Background: Epithelial-to-mesenchymal transition (EMT) plays a pivotal role in resistance to EGFR tyrosine kinase inhibitors (TKIs) in non-small-cell lung cancer (NSCLC). Our previous study revealed that in osteosarcoma, human apurinic/apyrimidinic endonuclease 1 (APE1) regulates transforming growth factor-beta (TGF-beta), an important player in EMT. We therefore hypothesized a link between APE1 and EGFR-TKI responsiveness in NSCLC. Methods: The protein levels of APE1 were analyzed in tumors of NSCLC patients receiving EGFR-TKI treatment. The correlation between APE1 expression and progression-free survival (PFS), overall survival (OS), or response rate were analyzed. The impact of APE1 on the response to EGFR-TKIs was measured by exogenous manipulation of APE1 in EGFR-TKI-sensitive and EGFR-TKI-resistant cells. Results: We indicate that low expression of APE1 in tumors is associated with a significantly longer PFS (20.8 months vs 8.4 months, P = 0.008) and a preferential OS (39.0 months vs 17.0 months, P = 0.001), with no difference in initial response rate to EGFR-TKIs. We observed that APE1 protein level was significantly increased in EGFR-TKI-resistant cells and was associated with downregulated E-cadherin and upregulated vimentin.

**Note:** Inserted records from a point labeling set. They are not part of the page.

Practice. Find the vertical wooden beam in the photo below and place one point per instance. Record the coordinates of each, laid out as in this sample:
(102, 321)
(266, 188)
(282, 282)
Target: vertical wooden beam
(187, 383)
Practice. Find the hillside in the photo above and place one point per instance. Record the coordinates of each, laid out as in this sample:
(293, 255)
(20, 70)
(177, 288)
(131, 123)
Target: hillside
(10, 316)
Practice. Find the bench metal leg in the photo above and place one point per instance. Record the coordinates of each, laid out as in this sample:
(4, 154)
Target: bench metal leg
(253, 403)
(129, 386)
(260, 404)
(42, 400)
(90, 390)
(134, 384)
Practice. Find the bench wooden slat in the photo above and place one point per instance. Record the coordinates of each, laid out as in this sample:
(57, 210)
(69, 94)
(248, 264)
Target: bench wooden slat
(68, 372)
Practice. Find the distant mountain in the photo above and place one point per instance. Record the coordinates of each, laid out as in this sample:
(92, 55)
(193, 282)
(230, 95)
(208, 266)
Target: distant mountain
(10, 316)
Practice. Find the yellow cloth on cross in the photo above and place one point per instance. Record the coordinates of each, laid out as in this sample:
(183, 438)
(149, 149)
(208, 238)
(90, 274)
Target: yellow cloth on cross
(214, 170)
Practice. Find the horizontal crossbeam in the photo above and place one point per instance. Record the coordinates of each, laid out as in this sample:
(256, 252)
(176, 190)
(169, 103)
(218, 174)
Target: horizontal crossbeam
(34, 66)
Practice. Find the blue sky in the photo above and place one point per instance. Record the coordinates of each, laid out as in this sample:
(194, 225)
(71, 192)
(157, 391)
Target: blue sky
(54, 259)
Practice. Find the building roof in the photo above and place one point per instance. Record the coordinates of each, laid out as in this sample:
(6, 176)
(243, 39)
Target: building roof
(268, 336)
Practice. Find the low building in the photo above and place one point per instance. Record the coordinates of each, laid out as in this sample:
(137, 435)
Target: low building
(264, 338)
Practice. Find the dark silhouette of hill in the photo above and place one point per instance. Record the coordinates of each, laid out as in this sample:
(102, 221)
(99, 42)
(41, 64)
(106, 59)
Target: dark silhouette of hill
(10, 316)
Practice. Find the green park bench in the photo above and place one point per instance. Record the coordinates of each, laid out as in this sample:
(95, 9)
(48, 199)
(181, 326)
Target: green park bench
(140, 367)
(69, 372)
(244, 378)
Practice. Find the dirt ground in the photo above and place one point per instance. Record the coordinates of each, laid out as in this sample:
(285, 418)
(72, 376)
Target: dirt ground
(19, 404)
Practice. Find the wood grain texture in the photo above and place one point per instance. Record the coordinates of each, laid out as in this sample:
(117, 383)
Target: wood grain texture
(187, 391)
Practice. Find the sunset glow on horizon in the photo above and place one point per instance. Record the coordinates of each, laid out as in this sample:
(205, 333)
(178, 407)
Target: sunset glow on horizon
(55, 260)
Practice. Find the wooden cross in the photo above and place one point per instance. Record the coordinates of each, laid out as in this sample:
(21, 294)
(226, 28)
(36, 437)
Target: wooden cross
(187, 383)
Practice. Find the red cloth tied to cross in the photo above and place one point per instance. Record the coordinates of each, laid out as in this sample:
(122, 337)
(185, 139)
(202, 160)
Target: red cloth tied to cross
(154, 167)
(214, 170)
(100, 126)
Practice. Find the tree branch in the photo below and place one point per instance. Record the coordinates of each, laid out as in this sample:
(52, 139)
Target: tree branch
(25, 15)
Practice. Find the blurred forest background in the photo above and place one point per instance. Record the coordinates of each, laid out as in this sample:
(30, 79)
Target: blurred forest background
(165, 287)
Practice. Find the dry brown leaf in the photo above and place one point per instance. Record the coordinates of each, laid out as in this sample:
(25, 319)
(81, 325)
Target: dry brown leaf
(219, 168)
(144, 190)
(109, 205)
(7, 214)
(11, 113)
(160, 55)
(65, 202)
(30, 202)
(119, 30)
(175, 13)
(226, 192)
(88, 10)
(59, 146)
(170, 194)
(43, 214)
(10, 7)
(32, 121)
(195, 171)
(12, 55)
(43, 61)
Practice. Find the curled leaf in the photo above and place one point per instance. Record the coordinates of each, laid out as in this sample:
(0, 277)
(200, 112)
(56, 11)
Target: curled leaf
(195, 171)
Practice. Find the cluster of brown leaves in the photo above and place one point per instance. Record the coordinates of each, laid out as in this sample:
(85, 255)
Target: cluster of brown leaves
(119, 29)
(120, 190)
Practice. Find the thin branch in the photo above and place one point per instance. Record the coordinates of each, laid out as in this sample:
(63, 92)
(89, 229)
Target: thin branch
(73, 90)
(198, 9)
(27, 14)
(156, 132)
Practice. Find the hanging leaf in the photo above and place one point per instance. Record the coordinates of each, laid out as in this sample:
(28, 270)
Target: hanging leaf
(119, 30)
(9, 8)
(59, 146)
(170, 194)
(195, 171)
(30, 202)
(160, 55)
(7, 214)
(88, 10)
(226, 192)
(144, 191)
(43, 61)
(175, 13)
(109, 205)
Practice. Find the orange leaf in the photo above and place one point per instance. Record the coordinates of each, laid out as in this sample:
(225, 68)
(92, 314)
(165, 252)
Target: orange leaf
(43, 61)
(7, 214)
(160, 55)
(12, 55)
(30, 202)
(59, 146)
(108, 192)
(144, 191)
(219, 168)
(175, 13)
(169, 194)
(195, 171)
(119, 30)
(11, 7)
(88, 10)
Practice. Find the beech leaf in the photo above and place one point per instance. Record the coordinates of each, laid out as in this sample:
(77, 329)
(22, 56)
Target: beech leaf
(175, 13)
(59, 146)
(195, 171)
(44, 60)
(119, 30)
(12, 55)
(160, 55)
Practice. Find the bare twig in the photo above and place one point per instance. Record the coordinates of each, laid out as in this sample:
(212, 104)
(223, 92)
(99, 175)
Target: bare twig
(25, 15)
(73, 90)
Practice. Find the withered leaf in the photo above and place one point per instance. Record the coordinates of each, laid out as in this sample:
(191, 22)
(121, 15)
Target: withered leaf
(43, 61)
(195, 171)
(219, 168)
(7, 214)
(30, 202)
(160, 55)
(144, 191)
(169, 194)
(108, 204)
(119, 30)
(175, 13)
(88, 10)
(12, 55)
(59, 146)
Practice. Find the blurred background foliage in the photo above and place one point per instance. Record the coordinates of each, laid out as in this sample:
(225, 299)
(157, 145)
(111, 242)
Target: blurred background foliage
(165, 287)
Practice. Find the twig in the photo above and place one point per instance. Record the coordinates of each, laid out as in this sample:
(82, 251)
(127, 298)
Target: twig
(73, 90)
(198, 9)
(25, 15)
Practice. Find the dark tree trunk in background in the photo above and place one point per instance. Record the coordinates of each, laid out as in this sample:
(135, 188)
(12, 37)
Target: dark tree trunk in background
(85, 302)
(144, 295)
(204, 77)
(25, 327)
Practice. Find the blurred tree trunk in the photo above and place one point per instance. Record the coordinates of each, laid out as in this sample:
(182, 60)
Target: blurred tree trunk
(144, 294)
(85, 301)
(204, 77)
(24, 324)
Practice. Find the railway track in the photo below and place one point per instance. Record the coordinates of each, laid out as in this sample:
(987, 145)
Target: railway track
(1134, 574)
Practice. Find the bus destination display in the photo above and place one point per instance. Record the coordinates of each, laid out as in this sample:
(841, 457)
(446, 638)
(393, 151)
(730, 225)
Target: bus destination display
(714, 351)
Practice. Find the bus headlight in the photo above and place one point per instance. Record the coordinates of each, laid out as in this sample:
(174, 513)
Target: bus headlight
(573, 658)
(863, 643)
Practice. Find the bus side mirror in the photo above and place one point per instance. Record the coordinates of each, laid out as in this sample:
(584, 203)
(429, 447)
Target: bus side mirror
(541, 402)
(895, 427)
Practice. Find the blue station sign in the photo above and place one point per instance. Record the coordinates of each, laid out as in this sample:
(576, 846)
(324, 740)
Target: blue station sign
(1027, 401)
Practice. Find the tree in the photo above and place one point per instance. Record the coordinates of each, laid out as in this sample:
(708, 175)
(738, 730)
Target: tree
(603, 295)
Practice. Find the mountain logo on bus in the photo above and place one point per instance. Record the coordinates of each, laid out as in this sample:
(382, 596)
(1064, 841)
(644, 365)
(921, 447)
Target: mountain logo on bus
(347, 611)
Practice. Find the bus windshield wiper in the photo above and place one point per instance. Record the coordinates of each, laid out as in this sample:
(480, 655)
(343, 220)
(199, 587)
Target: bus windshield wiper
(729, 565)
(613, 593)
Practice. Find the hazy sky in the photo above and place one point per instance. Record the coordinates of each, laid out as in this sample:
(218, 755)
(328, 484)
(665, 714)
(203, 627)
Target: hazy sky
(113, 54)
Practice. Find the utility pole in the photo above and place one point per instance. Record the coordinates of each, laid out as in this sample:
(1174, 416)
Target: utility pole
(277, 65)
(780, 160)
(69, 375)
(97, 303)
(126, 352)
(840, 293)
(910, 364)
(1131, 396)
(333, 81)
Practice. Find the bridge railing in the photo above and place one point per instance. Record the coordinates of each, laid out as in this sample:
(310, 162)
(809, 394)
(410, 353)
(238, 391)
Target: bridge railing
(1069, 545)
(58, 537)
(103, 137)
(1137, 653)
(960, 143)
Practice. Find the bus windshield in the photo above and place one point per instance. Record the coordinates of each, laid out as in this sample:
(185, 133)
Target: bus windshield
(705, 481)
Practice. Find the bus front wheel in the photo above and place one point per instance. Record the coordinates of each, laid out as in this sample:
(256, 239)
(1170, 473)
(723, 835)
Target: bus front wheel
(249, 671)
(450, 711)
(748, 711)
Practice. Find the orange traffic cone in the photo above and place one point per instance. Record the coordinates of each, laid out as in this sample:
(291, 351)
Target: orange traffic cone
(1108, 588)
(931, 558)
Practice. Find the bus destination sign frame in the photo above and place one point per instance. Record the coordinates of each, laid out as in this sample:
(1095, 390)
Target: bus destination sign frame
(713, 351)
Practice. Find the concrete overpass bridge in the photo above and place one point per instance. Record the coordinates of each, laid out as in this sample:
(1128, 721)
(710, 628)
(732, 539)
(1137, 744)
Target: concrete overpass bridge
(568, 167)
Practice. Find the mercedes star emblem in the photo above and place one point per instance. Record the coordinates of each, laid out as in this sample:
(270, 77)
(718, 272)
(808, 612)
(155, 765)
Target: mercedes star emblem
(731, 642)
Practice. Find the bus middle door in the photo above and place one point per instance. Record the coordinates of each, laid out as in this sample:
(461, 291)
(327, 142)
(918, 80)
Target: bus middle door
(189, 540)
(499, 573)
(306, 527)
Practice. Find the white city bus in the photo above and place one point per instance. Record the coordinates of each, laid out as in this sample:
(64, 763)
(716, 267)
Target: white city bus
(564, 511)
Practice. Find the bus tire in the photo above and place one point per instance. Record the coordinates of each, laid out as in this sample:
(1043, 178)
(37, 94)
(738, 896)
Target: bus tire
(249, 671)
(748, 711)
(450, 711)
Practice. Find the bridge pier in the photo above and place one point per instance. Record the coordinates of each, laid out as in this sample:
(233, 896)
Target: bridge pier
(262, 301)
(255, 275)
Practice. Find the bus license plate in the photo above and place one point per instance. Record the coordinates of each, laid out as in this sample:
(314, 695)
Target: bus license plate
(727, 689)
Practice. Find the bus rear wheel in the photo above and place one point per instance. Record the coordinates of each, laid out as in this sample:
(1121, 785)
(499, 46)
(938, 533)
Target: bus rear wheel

The EMT phenotype, as well as the levels of TGF-beta, was suppressed in APE1 knockdown HCC827/IR and PC-9/ER cells, while the EMT phenotype was promoted in APE1-overexpressed HCC827 and PC-9 cells. Furthermore, a specific APE1 redox inhibitor (ie, E3330) effectively reversed the EMT phenotype and further sensitized the cells to EGFR-TKIs. Conclusion: This study revealed a significant role of APE1 in EGFR-TKI resistance via novel regulatory effects on the EMT phenotype in NSCLC.